Development Seed

Blog

We Will Geocode Anything

Putting News Stories on the Map

We’ve long wanted our team aggregator and media analyzer Managing News to automatically geotag the news that it tracks. But getting this to happen presented some interesting questions and challenges. What does it mean to put a news story on map? Should it show where the news is coming from or what part of the world is being talked about?

We decided that in the case of Managing News and the people using it to monitor the news, it’s more important to map what the news is about. We want to be able to show a map that people can look at and immediately know what is being talked about – like in this map, showing news tracked about several key financial institutions activities.

We Will Geocode Anything

But this raised more questions. How can you geocode the content of a news item, and could we do this meaningfully? And most importantly, how do we identify locations in a stream of text?

Turns out the answer to these questions is yes, and doing so is simpler than we had anticipated. In my last blog post, I talked about the third party tagging services we’ve been testing and evaluating. tagthe.net is one we’ve been looking into, and it provides a similar service to Yahoo! term extraction. The main difference between the two is that tagthe.net tends to return shorter tag names, and it groups these into tags, locations, people, and languages. This classification of terms solved our problem of how to extract locations from text – we simply let tagthe.net do it for us. 

In Managing News we set this up so that once tagthe.net identifies a location, that information is passed to the GeoNames.org geocoding service, which is a geographical database of information like latitude and longitude coordinates. In Drupal terms, we're geocoding taxonomy terms in this process, which works well with how we want locations to behave in Managing News. Fundamentally, locations in Managing News are a concept with an additional attribute - a spot on the earth somewhere - so taxonomy is well suited to manage them. 

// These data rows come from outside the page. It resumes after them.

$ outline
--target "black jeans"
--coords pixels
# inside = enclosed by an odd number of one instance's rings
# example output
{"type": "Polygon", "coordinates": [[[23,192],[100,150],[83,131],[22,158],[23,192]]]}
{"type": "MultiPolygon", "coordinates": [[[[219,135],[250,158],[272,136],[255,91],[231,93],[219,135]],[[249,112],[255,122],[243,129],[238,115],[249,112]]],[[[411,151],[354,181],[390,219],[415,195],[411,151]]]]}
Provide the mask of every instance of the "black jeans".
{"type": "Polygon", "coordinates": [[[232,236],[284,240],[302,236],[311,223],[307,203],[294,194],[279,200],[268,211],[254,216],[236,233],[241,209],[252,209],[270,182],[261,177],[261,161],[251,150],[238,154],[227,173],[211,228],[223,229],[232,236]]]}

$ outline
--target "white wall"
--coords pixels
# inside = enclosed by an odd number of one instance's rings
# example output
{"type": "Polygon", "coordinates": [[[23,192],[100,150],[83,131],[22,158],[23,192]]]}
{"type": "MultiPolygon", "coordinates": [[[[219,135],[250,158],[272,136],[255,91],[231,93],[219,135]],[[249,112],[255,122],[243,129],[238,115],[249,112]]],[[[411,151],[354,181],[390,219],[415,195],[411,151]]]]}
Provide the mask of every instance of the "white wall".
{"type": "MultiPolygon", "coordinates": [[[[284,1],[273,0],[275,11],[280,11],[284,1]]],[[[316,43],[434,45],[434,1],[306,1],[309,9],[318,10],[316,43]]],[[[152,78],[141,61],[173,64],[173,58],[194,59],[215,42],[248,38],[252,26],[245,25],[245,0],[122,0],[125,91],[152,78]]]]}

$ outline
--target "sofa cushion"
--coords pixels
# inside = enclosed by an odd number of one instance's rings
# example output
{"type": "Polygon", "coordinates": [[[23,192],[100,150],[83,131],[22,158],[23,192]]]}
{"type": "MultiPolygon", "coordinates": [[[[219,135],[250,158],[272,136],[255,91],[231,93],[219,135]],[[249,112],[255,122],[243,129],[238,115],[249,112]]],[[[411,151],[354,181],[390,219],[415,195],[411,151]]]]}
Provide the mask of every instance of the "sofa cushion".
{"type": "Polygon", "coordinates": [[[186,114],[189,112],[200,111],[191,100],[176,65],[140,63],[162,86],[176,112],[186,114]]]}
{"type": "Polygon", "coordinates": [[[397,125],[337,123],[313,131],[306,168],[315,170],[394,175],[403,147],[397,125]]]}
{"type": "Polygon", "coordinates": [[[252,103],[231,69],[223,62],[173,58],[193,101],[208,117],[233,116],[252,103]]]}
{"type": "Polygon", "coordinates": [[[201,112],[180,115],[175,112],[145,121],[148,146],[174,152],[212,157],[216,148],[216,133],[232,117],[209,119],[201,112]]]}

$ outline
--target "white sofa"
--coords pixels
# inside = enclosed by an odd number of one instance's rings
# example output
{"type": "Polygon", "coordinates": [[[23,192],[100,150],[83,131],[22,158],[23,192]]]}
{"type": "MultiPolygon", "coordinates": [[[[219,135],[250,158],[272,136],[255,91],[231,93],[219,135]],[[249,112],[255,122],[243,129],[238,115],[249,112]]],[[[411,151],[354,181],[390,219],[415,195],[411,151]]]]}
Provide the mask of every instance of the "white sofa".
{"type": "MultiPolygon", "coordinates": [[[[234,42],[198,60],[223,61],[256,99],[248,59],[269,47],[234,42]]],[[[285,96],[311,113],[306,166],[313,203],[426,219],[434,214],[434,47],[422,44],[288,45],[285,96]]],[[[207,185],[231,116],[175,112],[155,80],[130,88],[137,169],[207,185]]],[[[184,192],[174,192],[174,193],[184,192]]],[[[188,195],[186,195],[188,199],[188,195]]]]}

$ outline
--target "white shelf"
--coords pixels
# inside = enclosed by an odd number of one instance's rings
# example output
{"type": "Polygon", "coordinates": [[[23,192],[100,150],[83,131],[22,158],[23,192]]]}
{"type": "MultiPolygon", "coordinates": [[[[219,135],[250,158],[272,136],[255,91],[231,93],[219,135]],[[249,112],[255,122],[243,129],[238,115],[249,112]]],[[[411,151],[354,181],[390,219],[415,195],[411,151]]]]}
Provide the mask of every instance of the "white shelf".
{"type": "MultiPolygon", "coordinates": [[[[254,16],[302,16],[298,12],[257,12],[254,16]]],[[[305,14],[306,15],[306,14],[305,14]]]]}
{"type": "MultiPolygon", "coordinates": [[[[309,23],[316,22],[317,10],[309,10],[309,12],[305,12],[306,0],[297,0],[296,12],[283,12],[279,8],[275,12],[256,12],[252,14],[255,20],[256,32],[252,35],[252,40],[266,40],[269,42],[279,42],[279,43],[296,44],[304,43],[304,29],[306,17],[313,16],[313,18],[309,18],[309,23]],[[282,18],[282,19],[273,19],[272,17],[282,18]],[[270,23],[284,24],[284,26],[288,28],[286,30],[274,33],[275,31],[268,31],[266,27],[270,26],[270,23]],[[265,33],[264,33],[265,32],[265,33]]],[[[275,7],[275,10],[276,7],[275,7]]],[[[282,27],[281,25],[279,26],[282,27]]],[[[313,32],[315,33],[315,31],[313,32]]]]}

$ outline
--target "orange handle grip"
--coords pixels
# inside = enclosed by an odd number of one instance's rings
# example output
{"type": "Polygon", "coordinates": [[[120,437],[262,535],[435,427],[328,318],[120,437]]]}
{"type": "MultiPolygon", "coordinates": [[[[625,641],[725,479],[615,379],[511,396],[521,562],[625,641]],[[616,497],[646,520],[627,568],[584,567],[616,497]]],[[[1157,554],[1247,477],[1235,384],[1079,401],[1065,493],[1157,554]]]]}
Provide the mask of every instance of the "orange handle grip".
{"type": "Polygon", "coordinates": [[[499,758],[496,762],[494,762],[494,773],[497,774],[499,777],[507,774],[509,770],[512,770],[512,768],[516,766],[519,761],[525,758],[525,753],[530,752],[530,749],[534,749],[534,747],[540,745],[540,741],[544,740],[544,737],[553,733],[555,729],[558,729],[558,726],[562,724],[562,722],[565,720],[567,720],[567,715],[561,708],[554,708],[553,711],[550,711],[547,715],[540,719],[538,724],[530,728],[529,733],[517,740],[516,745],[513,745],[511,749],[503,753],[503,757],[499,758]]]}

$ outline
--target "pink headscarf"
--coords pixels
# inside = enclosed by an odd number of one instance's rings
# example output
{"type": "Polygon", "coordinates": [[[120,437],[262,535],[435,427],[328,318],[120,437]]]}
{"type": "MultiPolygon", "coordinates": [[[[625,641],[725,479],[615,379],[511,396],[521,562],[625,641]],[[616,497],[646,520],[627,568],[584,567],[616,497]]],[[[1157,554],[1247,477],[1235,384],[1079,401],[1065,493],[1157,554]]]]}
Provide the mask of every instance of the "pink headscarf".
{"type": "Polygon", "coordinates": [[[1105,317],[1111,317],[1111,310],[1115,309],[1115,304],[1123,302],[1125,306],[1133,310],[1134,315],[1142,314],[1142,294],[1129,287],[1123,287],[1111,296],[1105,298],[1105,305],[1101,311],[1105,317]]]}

As Managing News or any website geotags its content, it builds up a vocabulary of places. This vocabulary then becomes a reference for content in the site so we don’t have to use the geocoder as often. For example, we only have to geocode "Washington DC" once. Also if we don't like how a term has been geocoded ("Georgia" for example is more likely to be geocoded as the country rather than the U.S. state), we can customize that term's location for a particular instance in Managing News.

This term extraction and geocoding is all happening outside of Drupal. We're using the Python daemon I described in my last post to contact tagthe.net and GeoNames and link it to Drupal. Each of the third party services we're using has a plugin for our Python program. Once we’ve enabled the tagthe.net and geonames plugins, new nodes are first sent to tagthe.net for semantic analysis and then, if locations are returned that haven't already been geocoded, they are sent out to geonames for processing.

The combination of these services has made it possible to display data in some very interesting ways. We’re still looking into how to best take advantage of the data and display it visually, but immediately we were able to generate some nice maps like the one shown above. It will be fun to figure else what else we can do. 

Also, I wanted to say that we’re not the only ones using Python with Drupal to get information like this. Boris Mann posted last month about a project that’s looking to re-implement Drupal in Python. Is anybody else out there working with Drupal and Python, or any other languages (perhaps java)?

Aggregation

Hi -- just to say that this is an interesting area.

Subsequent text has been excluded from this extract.